The nominations express to African-Americans that their life stories and their art are mostly invisible, not out of deliberate racism, but out of the systemic, institutionalized racism that is so insidious because those practicing it don’t realize it. In fact, as individuals, Academy members are decidedly not racists and many have probably worked diligently in their art and perhaps even privately to fight racism. But there’s no getting around the fact that the members of the Academy are not reflective of society in general and therefore less likely to acknowledge the cultural spectrum. A Los Angeles Times study of the 5,765 Academy members concluded that 94 percent are Caucasian (77 percent male), 2 percent are black, and less than 2 percent are Latino. The average age is 62, with only 14 percent younger than 50.

Looking at this pasty gray demographic, one can’t help but wonder whether or not they saw the lovely little coming-of-age film Dope, or were at all interested in the powerful N.W.A biopic Straight Outta Compton, or cared about Spike Lee’s insightful Chi-Raq, or marveled at Samuel L. Jackson’s mesmerizing performance in The Hateful Eight. Why Will Smith (Concussion) was ignored is still a head-scratcher. Maybe they thought his previous two nominations were enough.

The problem is that Academy members seem to notice black performers mostly when they play socially familiar roles: athletes, performers, slaves, victims of racism, criminals. Eight of the last 10 male black actors nominated for best performance played real people, all of whom fall into one of the above categories. Opportunities for breakout roles are even worse for black women, who have received only nine best actress nominations, versus 18 for men.

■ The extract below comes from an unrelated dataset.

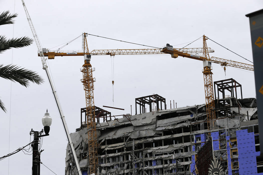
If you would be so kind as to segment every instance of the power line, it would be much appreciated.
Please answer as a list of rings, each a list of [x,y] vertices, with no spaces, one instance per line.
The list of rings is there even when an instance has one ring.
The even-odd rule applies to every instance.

So the Academy neglected to invite us to the Big House again. Boycotts and articles will raise awareness by prompting public discourse, but changing the Academy is like trying to steer a glacier. People of color, women and the LGBT community are better off looking to television to tell our stories because it is more responsive to cultural awareness. TV is packed with shows that are far superior to most movies and often viewed by a much larger audience.

Yes, there are still a lot of stereotypical black roles — sidekick cop (Mysteries of Laura, Elementary), by-the-book boss (Blindspot, Quantico, The Blacklist) — but during the course of a season, these characters are often developed more fully. Also, there are a variety of roles that step outside the usual well-trod path: Scandal, Empire, How to Get Away With Murder. On TV, black actors rarely play the lead, but they have been appearing more and more in juicy roles that expand the universe of how the world sees them. My favorite is Bokeem Woodbine, who plays mob enforcer Mike Milligan in this year's best show, Fargo. His performance is so nuanced, subtle and riveting that when he appears on the screen, the viewer might breathe a little softer as not to miss a word or gesture. Everyone in this series in spectacular, but Bokeem's performance as the philosophical hitman who straddles a narrow line between fatalistic and hopeful reveals a man aware of his racial burden but determined to rise above it. The odd cadence of his speech, the long pauses, the fixed smile combine to make him the most compelling character on television.

Perhaps in a few years, the Emmys will be the new Oscars and we will care less what the Academy does or doesn't do. But in the meantime, we must at least raise the questions that need to be asked — whether or not we like the answers. Even though, as Ellison says in Invisible Man, "I was never more hated than when I tried to be honest. Or when, even as just now I've tried to articulate exactly what I felt to be the truth. No one was satisfied."